A lumbar puncture is usually performed in patients with suspected Guillain–Barré syndrome, primarily to rule out infectious diseases, such as Lyme disease, or malignant conditions, such as lymphoma. A common misconception holds that there should always be albuminocytologic dissociation. However, albuminocytologic dissociation is present in no more than 50% of patients with the Guillain–Barré syndrome during the first week of illness, although this percentage increases to 75% in the third week.18 Some patients with human immunodeficiency virus infection and the Guillain–Barré syndrome have pleocytosis.

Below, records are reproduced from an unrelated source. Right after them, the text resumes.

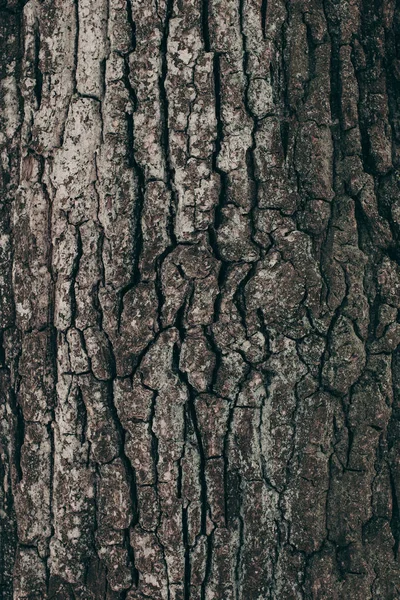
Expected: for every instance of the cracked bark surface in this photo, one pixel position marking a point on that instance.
(199, 299)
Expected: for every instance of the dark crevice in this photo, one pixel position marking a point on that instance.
(395, 518)
(38, 72)
(205, 24)
(264, 9)
(19, 437)
(131, 23)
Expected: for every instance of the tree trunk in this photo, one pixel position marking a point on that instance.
(200, 286)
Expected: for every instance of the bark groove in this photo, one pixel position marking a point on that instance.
(199, 299)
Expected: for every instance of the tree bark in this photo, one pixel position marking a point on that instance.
(199, 299)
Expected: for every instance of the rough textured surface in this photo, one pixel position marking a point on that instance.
(199, 299)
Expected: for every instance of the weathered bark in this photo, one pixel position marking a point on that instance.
(199, 296)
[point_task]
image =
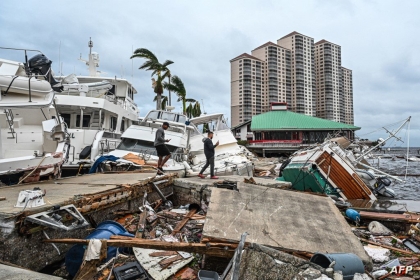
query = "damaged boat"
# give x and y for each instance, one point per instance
(34, 139)
(186, 146)
(332, 169)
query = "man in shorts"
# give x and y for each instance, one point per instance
(209, 153)
(162, 151)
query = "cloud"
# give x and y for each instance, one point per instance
(378, 38)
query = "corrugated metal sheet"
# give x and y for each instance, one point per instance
(288, 120)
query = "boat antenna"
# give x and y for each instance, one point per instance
(408, 150)
(59, 57)
(204, 110)
(391, 135)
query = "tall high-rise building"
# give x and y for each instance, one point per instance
(276, 73)
(246, 88)
(347, 82)
(329, 86)
(308, 76)
(303, 99)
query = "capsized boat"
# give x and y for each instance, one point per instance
(230, 158)
(327, 169)
(333, 170)
(34, 141)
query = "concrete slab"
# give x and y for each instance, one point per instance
(14, 273)
(198, 183)
(59, 191)
(280, 218)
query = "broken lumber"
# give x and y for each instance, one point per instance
(142, 224)
(163, 254)
(377, 216)
(390, 248)
(166, 262)
(208, 249)
(182, 223)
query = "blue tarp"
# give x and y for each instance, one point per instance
(100, 160)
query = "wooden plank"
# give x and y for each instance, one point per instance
(351, 184)
(169, 261)
(163, 254)
(182, 223)
(408, 218)
(142, 224)
(390, 248)
(199, 248)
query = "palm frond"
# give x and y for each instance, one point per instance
(167, 63)
(144, 53)
(178, 83)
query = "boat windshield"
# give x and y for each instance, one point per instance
(140, 146)
(166, 116)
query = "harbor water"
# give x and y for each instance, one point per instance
(394, 162)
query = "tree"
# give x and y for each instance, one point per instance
(193, 111)
(178, 87)
(164, 101)
(160, 70)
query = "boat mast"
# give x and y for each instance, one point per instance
(392, 134)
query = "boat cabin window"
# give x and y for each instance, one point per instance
(112, 90)
(86, 120)
(66, 118)
(122, 124)
(182, 119)
(153, 115)
(113, 125)
(130, 93)
(140, 146)
(166, 116)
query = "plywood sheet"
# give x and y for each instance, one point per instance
(281, 218)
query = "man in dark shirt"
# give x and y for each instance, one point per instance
(209, 152)
(161, 149)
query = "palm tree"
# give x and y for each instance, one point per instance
(159, 69)
(164, 101)
(193, 111)
(178, 87)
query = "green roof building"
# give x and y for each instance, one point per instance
(282, 131)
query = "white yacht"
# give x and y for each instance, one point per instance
(97, 111)
(186, 145)
(34, 142)
(139, 141)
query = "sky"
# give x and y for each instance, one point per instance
(377, 37)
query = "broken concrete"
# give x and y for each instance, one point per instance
(14, 273)
(258, 261)
(280, 218)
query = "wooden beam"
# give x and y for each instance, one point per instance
(182, 223)
(199, 248)
(390, 248)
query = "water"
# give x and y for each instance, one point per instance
(410, 189)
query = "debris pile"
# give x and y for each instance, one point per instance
(393, 244)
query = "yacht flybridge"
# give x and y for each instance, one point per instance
(34, 142)
(97, 110)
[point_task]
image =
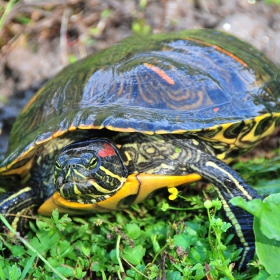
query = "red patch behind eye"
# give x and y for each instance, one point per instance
(107, 151)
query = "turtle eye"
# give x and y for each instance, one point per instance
(94, 162)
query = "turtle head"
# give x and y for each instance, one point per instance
(89, 171)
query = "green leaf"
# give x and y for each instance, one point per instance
(134, 255)
(268, 250)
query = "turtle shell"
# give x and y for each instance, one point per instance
(189, 81)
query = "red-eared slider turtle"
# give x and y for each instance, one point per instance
(147, 113)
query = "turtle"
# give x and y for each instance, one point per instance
(150, 112)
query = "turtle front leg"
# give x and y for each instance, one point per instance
(16, 205)
(228, 184)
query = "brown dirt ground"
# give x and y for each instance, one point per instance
(38, 38)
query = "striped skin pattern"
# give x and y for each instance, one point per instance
(178, 107)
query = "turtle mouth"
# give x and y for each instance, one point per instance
(87, 192)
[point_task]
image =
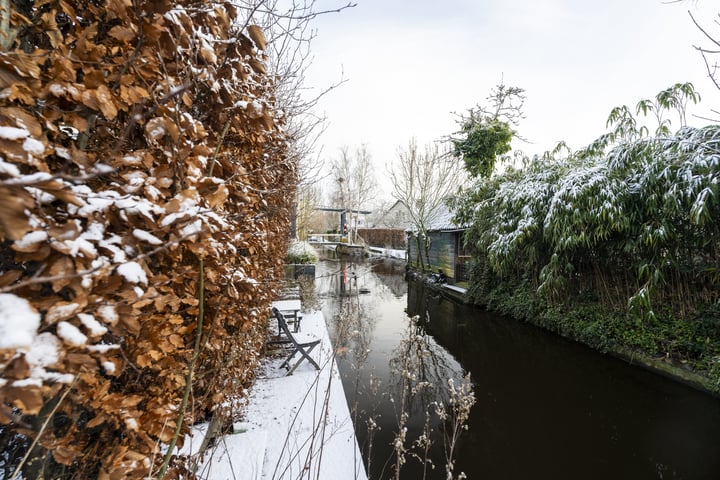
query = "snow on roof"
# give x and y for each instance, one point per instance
(441, 220)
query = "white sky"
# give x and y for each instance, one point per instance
(410, 64)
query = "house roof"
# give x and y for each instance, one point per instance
(441, 221)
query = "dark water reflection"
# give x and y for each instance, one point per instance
(546, 408)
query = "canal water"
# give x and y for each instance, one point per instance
(546, 408)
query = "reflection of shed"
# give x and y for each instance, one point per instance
(447, 251)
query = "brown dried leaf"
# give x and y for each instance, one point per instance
(65, 454)
(27, 399)
(61, 311)
(122, 33)
(13, 220)
(257, 36)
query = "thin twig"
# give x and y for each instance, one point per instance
(18, 470)
(189, 377)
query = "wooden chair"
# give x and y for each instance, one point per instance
(301, 343)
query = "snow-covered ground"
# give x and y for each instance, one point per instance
(294, 427)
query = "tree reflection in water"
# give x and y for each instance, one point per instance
(409, 397)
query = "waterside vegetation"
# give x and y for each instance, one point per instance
(615, 245)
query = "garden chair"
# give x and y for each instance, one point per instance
(300, 343)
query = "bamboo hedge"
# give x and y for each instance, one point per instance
(630, 224)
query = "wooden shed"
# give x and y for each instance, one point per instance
(447, 252)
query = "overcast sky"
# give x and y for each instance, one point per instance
(410, 64)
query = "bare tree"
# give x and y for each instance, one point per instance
(422, 181)
(308, 199)
(356, 182)
(710, 54)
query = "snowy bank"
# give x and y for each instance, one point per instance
(294, 427)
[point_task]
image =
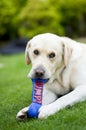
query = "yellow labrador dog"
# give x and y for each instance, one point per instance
(63, 62)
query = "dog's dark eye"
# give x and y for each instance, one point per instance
(36, 52)
(52, 55)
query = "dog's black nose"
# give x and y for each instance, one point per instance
(39, 72)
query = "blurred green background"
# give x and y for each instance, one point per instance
(27, 18)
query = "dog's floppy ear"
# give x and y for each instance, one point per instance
(67, 52)
(27, 58)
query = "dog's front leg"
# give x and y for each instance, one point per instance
(77, 95)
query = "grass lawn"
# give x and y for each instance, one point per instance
(15, 93)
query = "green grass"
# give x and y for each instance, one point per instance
(15, 93)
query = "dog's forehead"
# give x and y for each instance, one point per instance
(46, 40)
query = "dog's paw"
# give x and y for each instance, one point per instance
(22, 114)
(45, 111)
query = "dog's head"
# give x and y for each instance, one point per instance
(47, 53)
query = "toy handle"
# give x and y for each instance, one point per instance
(37, 90)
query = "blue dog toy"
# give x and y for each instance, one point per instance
(37, 91)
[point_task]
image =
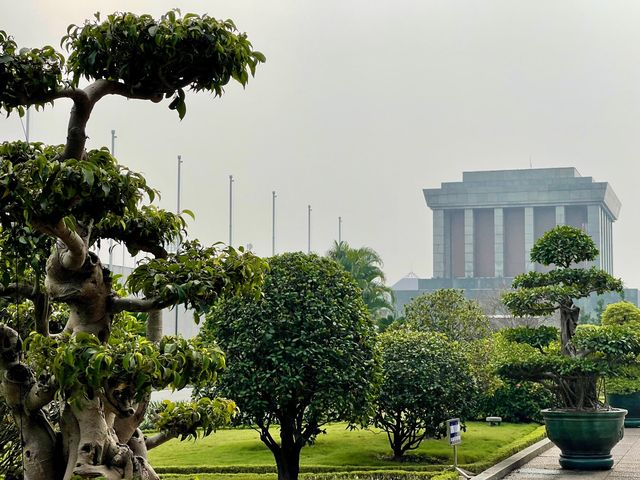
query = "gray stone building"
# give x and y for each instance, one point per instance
(484, 227)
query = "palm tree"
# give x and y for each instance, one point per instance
(365, 265)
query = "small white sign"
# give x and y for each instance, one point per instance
(454, 431)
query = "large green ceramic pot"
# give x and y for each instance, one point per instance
(630, 402)
(585, 438)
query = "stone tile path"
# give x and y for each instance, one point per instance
(626, 456)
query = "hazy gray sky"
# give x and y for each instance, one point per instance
(362, 103)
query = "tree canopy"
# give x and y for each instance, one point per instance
(426, 380)
(583, 354)
(58, 203)
(300, 356)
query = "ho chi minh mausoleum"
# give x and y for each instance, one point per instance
(485, 225)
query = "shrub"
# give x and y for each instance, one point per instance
(426, 380)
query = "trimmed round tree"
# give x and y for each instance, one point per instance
(300, 356)
(426, 380)
(60, 201)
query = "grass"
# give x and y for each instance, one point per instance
(339, 447)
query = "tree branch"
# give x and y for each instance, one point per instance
(132, 304)
(73, 257)
(158, 439)
(18, 291)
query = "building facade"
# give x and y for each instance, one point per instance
(485, 226)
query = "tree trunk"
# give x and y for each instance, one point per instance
(154, 326)
(569, 315)
(288, 463)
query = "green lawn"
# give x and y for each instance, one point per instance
(339, 447)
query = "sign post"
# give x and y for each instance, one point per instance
(455, 438)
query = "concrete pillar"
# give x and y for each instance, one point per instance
(560, 215)
(594, 230)
(438, 243)
(498, 241)
(468, 242)
(610, 249)
(528, 238)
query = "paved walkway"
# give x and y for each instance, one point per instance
(626, 456)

The Guillain–Barré syndrome generally follows a monophasic course and typically does not recur, but two or more episodes have been reported in 7% of patients.19 The mean interval between recurrences in these patients was 7 years. Although hyporeflexia or areflexia is a hallmark of the Guillain–Barré syndrome, 10% of patients have normal or brisk reflexes during the course of the illness. Thus, the possibility of the Guillain–Barré syndrome should not be excluded in a patient with normal or brisk reflexes if all other features are supportive of the diagnosis.20 Clinical deterioration after initial improvement or stabilization with immunotherapy suggests that the treatment had a transient effect or that chronic inflammatory demyelinating polyneuropathy is present.21
Natural History and Prognostic Models
In the majority of patients, the Guillain–Barré syndrome continues to progress for up to 1 to 3 weeks after the onset of symptoms. 22 Two thirds of patients are unable to walk independently when maximum weakness is reached.2 Respiratory insufficiency occurs in 25% of patients, and major complications, including pneumonia, sepsis, pulmonary embolism, and gastrointestinal bleeding, develop in 60% of intubated patients.23 Among severely affected patients, 20% remain unable to walk 6 months after the onset of symptoms. The variations in the rate and extent of recovery in the Guillain–Barré syndrome make prognostication difficult.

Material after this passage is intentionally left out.